Rotational speeds are available from 2,000 rpm to 23,000 rpm and forging forces from 335 lbs. to 12,000 lbs.
In addition to its ability to join dissimilar and lightweight materials, benefits include high-quality joints with a small heat-affected zone and consistency in weld duplication. It’s also environmentally cleaner and safer with no filler material, spatter, smoke, radiation or shield gases.
SpotMeld uses a three-piece tool to join two or more faying surfaces. Basically, heat is generated between the tool and materials being mated to create a soft, plastic-like region. Coldwater has had success in spot welding aluminum (1000 to 7000 series), magnesium, nonferrous and dissimilar sheet materials, making SpotMeld a viable alternative to single-point joining processes, such as resistance spot welding, laser welding and riveting. It can join a stack-up of materials from 0.8 mm to 8 mm, weld dissimilar aluminums in one stack and join multiple sheets across the edge of a panel.
The process consists of five phases. In the first phase, the weld head closes. In the second phase, the friction phase, the pin and sleeve are placed on the surface of the upper sheet and rotate to generate sufficient frictional heat for plunging. In the third phase, the sleeve advances into the material and the pin retracts, pulling softened material from the metal sheets into the tool. During the fourth phase, the sleeve retracts and the pin advances flush with the sleeve, pushing displaced material back into the hole and forging the finished weld.

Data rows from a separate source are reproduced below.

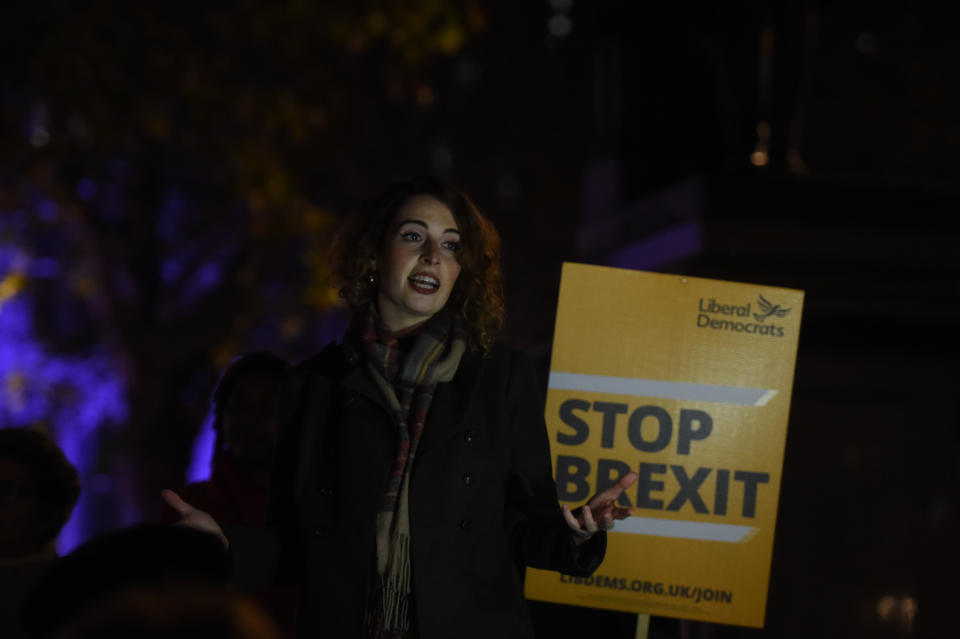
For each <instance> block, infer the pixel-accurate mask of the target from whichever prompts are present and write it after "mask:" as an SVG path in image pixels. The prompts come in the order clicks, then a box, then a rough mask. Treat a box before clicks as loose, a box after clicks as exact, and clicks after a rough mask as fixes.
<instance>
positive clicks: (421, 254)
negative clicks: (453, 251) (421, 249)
mask: <svg viewBox="0 0 960 639" xmlns="http://www.w3.org/2000/svg"><path fill="white" fill-rule="evenodd" d="M420 261H421V262H423V263H424V264H439V263H440V251H438V250H437V245H436V244H435V243H433V242H424V243H423V251H422V252H421V253H420Z"/></svg>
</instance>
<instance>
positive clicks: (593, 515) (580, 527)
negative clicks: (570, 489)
mask: <svg viewBox="0 0 960 639" xmlns="http://www.w3.org/2000/svg"><path fill="white" fill-rule="evenodd" d="M635 481H637V474H636V473H635V472H633V471H630V472H629V473H627V474H626V475H624V476H623V477H621V478H620V481H618V482H617V483H616V484H614V485H613V486H611V487H610V488H608V489H606V490H605V491H603V492H602V493H598V494H597V495H595V496H594V497H593V498H592V499H590V501H588V502H587V503H586V504H584V506H583V508H580V509H579V512H578V513H577V514H574V513H573V511H571V510H570V506H568V505H567V504H564V505H563V518H564V519H566V521H567V526H569V527H570V530H571V531H572V532H573V539H574V542H576V544H577V545H578V546H579V545H580V544H582V543H583V542H585V541H587V540H588V539H590V538H591V537H593V535H594V534H595V533H597V532H599V531H601V530H612V529H613V522H614V521H615V520H617V519H626V518H627V517H629V516H630V515H632V514H633V509H632V508H624V507H622V506H617V497H619V496H620V495H621V493H623V491H625V490H626V489H627V488H630V486H632V485H633V483H634V482H635Z"/></svg>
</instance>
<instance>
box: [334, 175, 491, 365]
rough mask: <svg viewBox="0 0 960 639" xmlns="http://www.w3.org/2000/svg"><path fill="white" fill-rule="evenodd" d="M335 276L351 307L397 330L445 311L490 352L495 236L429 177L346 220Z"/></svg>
mask: <svg viewBox="0 0 960 639" xmlns="http://www.w3.org/2000/svg"><path fill="white" fill-rule="evenodd" d="M332 266H333V274H334V277H335V279H336V281H337V282H338V284H339V286H340V295H341V296H342V297H343V298H344V299H346V301H347V302H348V303H349V304H350V306H351V307H352V308H353V309H354V311H361V312H364V311H366V309H370V308H371V305H372V309H373V310H374V311H376V313H378V314H379V318H380V321H381V322H382V325H383V327H384V328H386V329H388V330H390V331H393V332H395V333H400V334H403V333H404V332H409V331H413V330H416V328H417V327H419V326H420V325H422V324H423V323H424V322H426V321H427V320H428V319H430V318H431V317H433V316H434V315H436V314H437V313H438V312H439V311H441V310H446V311H448V312H449V314H450V315H451V316H452V317H453V318H454V319H455V321H456V322H457V323H458V325H459V327H460V328H461V330H463V331H464V333H465V334H466V337H467V341H468V342H469V344H470V345H471V346H472V347H473V348H475V349H479V350H488V349H489V348H490V345H491V344H492V343H493V341H494V340H495V339H496V338H497V336H498V335H499V333H500V329H501V327H502V324H503V312H504V306H503V286H502V282H501V274H500V238H499V236H498V235H497V231H496V229H495V228H494V226H493V224H492V223H491V222H490V221H489V220H488V219H487V218H486V217H484V216H483V214H481V213H480V211H479V210H478V209H477V207H476V206H475V205H474V204H473V202H471V201H470V199H469V198H467V196H466V195H464V194H463V193H461V192H460V191H458V190H456V189H454V188H453V187H451V186H449V185H447V184H445V183H443V182H441V181H439V180H437V179H436V178H433V177H428V176H424V177H418V178H414V179H412V180H408V181H406V182H399V183H396V184H393V185H391V186H389V187H387V188H386V189H384V190H383V191H381V193H380V194H379V195H378V196H377V197H376V198H374V200H373V201H372V202H371V203H370V204H369V205H368V206H366V207H364V208H363V209H361V210H360V211H359V212H358V213H357V214H355V215H353V216H351V217H350V218H348V219H347V220H345V222H344V224H343V225H342V227H341V229H340V232H339V234H338V237H337V241H336V242H335V245H334V250H333V255H332Z"/></svg>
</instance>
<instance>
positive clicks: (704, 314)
mask: <svg viewBox="0 0 960 639" xmlns="http://www.w3.org/2000/svg"><path fill="white" fill-rule="evenodd" d="M758 298H759V299H758V301H757V308H758V310H759V311H760V312H759V313H757V312H754V309H753V305H752V304H751V303H750V302H747V303H746V304H724V303H721V302H718V301H717V300H716V299H715V298H712V297H711V298H710V299H708V300H704V299H703V298H700V307H699V310H700V313H699V314H698V315H697V328H712V329H714V330H725V331H734V332H736V333H750V334H751V335H770V336H771V337H783V336H784V334H785V331H784V328H783V327H782V326H777V325H776V324H774V323H773V321H770V322H767V321H766V320H767V319H770V318H773V319H777V318H781V317H786V316H787V315H789V314H790V310H791V309H790V308H783V306H782V305H780V304H774V303H773V302H771V301H770V300H768V299H767V298H765V297H764V296H763V295H762V294H760V295H759V296H758ZM724 315H726V316H728V317H730V316H732V317H730V319H726V318H724V317H718V316H724ZM751 317H753V318H754V319H755V320H756V321H755V322H752V321H750V318H751ZM741 318H742V319H741Z"/></svg>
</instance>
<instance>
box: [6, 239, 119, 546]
mask: <svg viewBox="0 0 960 639" xmlns="http://www.w3.org/2000/svg"><path fill="white" fill-rule="evenodd" d="M14 253H16V251H13V250H11V248H10V247H9V246H3V247H0V282H6V283H8V284H9V283H10V282H12V281H14V279H15V278H17V277H18V271H17V269H18V267H21V266H27V269H26V270H27V271H28V272H30V271H34V272H35V271H36V270H38V269H39V271H40V272H41V273H44V274H46V273H47V272H48V271H49V269H50V267H49V265H48V264H44V263H43V261H42V260H35V261H34V262H33V263H32V264H25V262H26V260H25V259H24V258H23V257H22V255H23V254H22V253H19V254H18V255H19V257H17V258H11V255H12V254H14ZM37 262H40V263H39V265H38V264H37ZM31 266H32V267H33V268H30V267H31ZM11 288H12V287H11ZM8 293H9V294H7V295H0V428H13V427H25V426H32V427H37V428H41V429H43V430H46V431H48V432H50V433H51V435H52V436H53V437H54V438H55V439H56V440H57V442H58V444H59V445H60V447H61V449H63V451H64V454H65V455H66V456H67V459H69V460H70V462H71V463H73V464H74V466H76V467H77V470H78V472H79V473H80V475H81V478H82V482H83V485H84V490H83V492H82V493H81V499H80V503H79V504H78V506H77V511H76V512H77V516H75V517H73V518H72V519H71V521H70V522H69V523H68V524H67V526H66V528H65V529H64V531H63V533H62V535H61V537H60V541H59V546H60V551H61V552H66V551H69V550H70V549H71V548H73V547H74V546H76V545H77V544H78V543H80V542H82V541H83V540H84V539H85V538H86V534H87V532H88V531H87V530H86V529H87V527H88V526H87V524H86V522H85V521H84V513H85V512H86V510H87V505H88V504H89V503H90V502H91V501H92V500H93V499H94V497H95V495H93V494H91V490H90V485H91V482H90V481H88V480H89V478H91V477H93V476H95V475H96V473H97V467H96V466H97V465H96V461H97V457H96V454H95V450H93V447H94V446H95V445H96V442H97V431H98V430H99V429H101V428H103V427H105V426H110V425H114V426H116V425H119V424H122V423H123V422H124V421H125V420H126V419H127V416H128V412H129V409H128V404H127V398H126V388H125V386H124V383H123V380H122V378H121V376H120V375H119V373H118V371H117V370H116V367H115V366H114V363H113V360H112V359H111V357H110V355H109V353H107V352H106V349H104V348H103V347H102V346H99V345H94V346H93V347H91V348H89V349H86V350H85V351H84V352H77V353H72V354H70V355H64V354H58V353H54V352H52V351H50V349H49V348H48V347H47V346H46V345H45V344H43V343H42V342H41V341H40V340H38V339H37V337H36V335H35V334H34V330H33V324H34V321H33V320H34V318H33V314H34V312H35V309H34V307H33V304H32V303H31V300H30V298H29V297H28V296H27V295H26V293H25V292H23V291H16V292H14V291H12V290H9V291H8Z"/></svg>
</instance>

Finally, in the fifth phase, the weld head opens and the weld process is complete.
In a material stack-up application in which there are three sheets of 3-mm 6000 series material and one sheet of 1.5-mm 5000 series material, the process would take less than 6 sec.
Overall, FSW is proving to be a fast and consistent process for producing high-quality joints in small components just as well as in larger parts.